Costs of diagnostic support were estimated based on published min

Costs of diagnostic support were estimated based on published minimum prices of genotyping, hepatitis C virus antigen tests plus full blood count/clinical chemistry. Results:

Angiogenesis inhibitor Predicted minimum costs for 12-week courses of combination direct-acting antivirals with the most consistent efficacy results were: US$122 per person for sofosbuvir+daclatasvir, US$152 for sofosbuvir+ribavirin, US$192 for sofosbuvir+ledipasvir and US$115 for MK-8742+MK-5172. Diagnostic testing costs were estimated at US$90 for genotyping US$34 for two hepatitis C virus antigen tests and US$22 for two full blood count/clinical chemistry. Conclusions: Minimum costs of treatment and diagnostics to cure hepatitis C virus infection were estimated at US$171-360 per-person without genotyping or US$261-450 per-person with genotyping. These cost estimates assume that existing large-scale treatment programmes can be established. This article is protected by copyright. All rights reserved. “
“Childhood food allergy appears to be on the rise in ‘Westernized’

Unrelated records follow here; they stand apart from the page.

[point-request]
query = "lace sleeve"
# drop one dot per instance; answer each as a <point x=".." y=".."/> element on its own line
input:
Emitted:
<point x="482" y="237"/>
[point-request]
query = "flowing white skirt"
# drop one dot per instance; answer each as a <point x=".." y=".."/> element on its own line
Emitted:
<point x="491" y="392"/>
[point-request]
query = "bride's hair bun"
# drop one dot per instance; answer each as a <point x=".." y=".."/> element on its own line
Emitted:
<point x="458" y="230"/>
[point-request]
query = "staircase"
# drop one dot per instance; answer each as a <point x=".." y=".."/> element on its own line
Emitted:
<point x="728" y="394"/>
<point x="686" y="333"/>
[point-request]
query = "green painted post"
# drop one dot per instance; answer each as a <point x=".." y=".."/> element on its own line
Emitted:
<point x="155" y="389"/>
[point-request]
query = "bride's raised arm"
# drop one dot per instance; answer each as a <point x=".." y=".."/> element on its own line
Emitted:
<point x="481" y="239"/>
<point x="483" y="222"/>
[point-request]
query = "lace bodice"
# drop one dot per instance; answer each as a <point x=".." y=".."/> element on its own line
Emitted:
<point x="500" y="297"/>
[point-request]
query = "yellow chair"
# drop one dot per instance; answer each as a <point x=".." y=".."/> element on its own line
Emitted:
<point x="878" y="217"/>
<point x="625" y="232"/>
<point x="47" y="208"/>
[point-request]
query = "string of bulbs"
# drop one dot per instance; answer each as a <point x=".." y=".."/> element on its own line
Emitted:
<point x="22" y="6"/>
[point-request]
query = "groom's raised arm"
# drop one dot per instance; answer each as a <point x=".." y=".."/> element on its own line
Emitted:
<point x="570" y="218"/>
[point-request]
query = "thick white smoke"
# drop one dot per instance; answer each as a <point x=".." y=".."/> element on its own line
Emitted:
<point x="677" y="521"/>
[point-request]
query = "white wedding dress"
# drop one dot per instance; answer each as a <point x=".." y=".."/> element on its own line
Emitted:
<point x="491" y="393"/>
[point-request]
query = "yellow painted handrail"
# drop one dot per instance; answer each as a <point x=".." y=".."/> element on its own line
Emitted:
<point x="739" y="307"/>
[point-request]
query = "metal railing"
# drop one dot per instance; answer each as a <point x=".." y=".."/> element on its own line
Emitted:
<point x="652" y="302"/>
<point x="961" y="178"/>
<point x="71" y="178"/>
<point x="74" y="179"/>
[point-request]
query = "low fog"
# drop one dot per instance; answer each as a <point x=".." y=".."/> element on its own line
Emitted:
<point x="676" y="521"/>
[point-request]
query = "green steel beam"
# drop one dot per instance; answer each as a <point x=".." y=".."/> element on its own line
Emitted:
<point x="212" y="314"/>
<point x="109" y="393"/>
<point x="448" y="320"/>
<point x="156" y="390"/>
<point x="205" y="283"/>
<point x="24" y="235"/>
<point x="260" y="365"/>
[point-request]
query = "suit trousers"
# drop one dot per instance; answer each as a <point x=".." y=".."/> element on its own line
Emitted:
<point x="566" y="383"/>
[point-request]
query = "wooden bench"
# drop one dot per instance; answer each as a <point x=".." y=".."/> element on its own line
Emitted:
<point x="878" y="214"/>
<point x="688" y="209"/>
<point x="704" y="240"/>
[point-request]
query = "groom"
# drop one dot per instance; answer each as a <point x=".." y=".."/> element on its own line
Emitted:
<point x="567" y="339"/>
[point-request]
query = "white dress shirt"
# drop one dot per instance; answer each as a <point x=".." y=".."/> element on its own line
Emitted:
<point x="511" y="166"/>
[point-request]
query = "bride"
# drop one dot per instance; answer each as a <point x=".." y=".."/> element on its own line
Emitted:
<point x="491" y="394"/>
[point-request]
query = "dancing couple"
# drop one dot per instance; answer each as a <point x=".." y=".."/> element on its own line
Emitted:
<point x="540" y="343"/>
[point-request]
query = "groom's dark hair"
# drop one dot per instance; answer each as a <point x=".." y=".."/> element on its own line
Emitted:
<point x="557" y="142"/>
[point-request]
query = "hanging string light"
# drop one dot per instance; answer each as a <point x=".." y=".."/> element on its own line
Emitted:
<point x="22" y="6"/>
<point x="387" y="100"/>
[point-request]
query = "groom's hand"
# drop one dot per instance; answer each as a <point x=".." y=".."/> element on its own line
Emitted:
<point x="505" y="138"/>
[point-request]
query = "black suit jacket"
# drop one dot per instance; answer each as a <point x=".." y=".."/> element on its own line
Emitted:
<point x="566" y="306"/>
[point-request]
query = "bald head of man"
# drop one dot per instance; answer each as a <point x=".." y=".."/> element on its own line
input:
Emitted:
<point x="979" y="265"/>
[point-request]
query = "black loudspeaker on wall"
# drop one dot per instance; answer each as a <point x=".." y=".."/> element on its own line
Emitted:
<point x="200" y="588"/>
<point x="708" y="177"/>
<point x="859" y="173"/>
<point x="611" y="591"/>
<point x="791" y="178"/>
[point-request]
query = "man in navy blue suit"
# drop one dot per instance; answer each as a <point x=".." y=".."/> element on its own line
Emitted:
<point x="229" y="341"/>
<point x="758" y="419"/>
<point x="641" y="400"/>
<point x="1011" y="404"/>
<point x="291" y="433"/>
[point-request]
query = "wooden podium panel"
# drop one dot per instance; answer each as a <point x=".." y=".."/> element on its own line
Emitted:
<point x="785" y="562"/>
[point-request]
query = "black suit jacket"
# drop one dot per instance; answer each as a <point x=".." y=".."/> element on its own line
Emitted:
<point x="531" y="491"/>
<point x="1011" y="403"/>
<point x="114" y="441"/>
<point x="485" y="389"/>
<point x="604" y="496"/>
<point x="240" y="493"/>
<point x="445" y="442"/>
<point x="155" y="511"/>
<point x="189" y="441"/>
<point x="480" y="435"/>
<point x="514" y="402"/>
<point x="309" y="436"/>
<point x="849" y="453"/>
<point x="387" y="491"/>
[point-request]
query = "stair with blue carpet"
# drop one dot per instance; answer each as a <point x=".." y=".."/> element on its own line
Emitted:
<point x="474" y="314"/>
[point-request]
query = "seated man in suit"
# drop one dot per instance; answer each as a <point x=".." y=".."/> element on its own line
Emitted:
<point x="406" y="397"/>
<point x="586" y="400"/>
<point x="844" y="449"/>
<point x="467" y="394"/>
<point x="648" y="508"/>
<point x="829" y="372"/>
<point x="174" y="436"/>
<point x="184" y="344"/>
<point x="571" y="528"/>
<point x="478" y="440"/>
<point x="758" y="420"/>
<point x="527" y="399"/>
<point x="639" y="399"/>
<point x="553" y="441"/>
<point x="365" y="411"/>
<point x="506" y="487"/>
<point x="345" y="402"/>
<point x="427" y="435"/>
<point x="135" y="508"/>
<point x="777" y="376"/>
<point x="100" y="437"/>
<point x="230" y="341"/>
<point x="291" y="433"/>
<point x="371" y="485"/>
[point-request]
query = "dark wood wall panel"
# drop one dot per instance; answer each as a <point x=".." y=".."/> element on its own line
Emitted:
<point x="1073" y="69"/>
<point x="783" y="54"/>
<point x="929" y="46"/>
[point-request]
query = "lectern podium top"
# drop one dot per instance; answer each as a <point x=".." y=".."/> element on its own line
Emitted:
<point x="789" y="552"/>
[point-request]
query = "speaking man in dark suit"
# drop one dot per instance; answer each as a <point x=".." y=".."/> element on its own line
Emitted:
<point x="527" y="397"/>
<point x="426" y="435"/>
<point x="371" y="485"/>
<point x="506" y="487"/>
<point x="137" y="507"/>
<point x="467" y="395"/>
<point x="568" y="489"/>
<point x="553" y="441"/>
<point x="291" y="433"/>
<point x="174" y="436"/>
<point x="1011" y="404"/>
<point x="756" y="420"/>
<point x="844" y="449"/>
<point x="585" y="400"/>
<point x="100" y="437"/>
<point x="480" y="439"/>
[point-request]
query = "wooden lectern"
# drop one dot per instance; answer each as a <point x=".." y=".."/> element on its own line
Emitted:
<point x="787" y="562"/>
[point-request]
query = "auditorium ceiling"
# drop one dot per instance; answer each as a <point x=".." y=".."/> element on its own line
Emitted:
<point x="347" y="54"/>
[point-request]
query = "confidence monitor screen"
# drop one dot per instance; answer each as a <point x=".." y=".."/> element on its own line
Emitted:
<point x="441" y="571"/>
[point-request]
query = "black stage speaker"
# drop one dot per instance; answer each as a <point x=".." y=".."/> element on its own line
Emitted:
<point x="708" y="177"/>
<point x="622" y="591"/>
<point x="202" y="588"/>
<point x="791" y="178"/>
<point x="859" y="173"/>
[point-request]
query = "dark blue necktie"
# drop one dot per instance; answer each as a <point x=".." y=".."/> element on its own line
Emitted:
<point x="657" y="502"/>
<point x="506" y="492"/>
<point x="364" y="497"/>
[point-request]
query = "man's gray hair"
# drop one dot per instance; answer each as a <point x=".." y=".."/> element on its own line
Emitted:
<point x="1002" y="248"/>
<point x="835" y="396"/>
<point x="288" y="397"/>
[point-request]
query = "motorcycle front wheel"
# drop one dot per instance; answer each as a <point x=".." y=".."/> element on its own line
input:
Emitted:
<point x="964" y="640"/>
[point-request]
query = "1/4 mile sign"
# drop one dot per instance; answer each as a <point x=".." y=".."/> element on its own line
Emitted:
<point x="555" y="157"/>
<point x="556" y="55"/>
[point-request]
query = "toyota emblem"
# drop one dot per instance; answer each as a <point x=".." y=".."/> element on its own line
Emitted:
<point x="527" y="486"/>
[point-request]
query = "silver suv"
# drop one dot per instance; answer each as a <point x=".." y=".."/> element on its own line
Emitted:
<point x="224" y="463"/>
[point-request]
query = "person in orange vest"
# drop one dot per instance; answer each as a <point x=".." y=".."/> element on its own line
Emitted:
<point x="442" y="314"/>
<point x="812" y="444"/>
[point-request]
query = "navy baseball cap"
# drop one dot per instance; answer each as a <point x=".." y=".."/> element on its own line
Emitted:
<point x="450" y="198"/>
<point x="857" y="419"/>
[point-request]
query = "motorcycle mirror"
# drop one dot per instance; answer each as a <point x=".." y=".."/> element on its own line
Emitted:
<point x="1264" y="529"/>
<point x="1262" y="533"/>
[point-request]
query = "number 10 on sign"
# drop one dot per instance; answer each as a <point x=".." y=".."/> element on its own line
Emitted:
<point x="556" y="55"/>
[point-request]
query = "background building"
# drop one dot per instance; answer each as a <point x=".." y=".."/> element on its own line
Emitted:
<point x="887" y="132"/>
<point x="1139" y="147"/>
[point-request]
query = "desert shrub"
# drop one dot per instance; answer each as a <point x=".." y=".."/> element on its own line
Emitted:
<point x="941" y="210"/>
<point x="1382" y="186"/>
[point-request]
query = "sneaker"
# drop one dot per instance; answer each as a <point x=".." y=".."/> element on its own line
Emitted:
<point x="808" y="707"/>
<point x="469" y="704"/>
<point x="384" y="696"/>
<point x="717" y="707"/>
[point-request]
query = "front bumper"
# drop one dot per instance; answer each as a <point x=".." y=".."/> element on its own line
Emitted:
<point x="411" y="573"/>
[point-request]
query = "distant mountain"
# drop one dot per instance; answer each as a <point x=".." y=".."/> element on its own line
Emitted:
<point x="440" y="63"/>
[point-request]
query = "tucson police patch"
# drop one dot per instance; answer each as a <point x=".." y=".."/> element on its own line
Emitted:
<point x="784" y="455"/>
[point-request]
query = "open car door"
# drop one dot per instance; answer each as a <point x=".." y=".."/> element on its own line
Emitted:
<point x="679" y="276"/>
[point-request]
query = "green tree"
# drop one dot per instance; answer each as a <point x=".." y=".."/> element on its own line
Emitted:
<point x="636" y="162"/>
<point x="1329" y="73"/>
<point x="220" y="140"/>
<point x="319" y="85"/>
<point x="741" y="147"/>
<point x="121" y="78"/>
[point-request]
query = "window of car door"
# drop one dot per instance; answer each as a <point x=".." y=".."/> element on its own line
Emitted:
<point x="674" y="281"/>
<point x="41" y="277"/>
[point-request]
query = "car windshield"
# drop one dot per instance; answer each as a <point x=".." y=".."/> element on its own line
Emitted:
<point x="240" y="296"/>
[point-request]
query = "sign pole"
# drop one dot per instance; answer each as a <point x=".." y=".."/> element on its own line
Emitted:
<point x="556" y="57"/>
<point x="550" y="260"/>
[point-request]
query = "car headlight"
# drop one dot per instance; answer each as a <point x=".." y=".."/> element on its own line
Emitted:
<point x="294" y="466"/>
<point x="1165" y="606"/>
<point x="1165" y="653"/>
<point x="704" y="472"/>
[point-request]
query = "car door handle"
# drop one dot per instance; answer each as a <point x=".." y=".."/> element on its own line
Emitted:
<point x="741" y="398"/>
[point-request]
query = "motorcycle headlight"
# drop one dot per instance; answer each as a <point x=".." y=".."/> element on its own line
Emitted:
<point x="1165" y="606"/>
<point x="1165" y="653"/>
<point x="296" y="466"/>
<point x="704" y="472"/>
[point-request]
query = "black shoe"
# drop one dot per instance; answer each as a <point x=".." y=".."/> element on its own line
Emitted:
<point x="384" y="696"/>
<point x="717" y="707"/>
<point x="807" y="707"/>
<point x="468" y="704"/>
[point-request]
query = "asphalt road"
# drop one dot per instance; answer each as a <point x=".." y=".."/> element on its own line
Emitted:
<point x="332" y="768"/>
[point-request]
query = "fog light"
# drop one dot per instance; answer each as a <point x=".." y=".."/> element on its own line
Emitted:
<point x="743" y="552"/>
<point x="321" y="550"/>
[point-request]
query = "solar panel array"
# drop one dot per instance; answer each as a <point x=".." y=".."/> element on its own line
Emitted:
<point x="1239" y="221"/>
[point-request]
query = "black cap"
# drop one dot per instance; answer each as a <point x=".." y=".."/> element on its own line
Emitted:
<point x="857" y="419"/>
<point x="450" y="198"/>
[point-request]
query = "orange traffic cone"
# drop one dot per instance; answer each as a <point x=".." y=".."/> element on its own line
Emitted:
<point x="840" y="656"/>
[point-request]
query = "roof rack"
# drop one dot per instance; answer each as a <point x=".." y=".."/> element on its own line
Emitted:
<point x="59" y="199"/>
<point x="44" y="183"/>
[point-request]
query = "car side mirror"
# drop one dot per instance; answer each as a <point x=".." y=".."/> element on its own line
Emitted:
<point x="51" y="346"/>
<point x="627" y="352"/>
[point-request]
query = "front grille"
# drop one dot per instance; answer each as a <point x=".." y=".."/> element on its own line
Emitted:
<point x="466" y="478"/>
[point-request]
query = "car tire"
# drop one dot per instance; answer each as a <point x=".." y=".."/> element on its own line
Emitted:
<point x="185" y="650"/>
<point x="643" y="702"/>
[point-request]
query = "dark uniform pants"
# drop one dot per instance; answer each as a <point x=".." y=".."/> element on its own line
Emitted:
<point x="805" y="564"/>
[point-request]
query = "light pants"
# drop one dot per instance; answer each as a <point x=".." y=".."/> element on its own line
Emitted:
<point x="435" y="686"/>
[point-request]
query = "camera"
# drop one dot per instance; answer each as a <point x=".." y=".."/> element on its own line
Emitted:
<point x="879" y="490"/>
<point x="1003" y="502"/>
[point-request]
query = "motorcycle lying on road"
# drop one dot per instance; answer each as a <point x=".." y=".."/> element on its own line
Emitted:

countries although little is known about whether this phenomenon is also occurring in developing countries.1 The potential allergenicity of cow’s milk protein was first convincingly demonstrated in the 1950s.2 Since then there has been a growing awareness that cow’s milk protein allergy (CMPA) can present in diverse ways. Immunoglobulin E (IgE)-mediated cow’s milk protein allergy is characterized by immediate-onset symptoms (within 1 hour of ingestion) to small volumes (usually less than 10 mL) of cow’s milk that include urticaria, facial angioedema, vomiting or even life-threatening anaphylaxis, whereas mTOR inhibitor non-IgE mediated syndromes are usually characterized by late-onset symptoms (hours to

days after ingestion) to larger volumes of cow’s milk that include vomiting, diarrhea, hematochezia, failure to thrive and iron deficiency anemia. Non-IgE mediated syndromes include cow’s milk protein-induced Metalloexopeptidase enteropathy, proctocolitis and enterocolitis as well as cow’s milk induced gastro-esophageal reflux. Eosinophilic esophagitis may also respond to cow’s milk elimination although a more extensive six-food elimination regime is usually initiated for diet-responsive cases.3 Food-protein induced enterocolitis (FPIES) is most commonly caused by cow’s milk4 and is a curious, recently described syndrome where infants less than 12 months of age typically present with severe but self-limiting vomiting and diarrhea (although 15% present with hypovolemic shock) that occurs almost pathognomically 2–4 h after ingestion of an intermediate volume of milk (for example 20–40 mL). Table 1 outlines recommended formula feeding for the management of CMPA syndromes in infants. As many as 2% of children are believed to develop cow’s milk protein allergy in the first 3 years of life6 of which approximately 75% is attributed to non-IgE mediated allergy. The vast majority of CMPA resolves by age 5 years.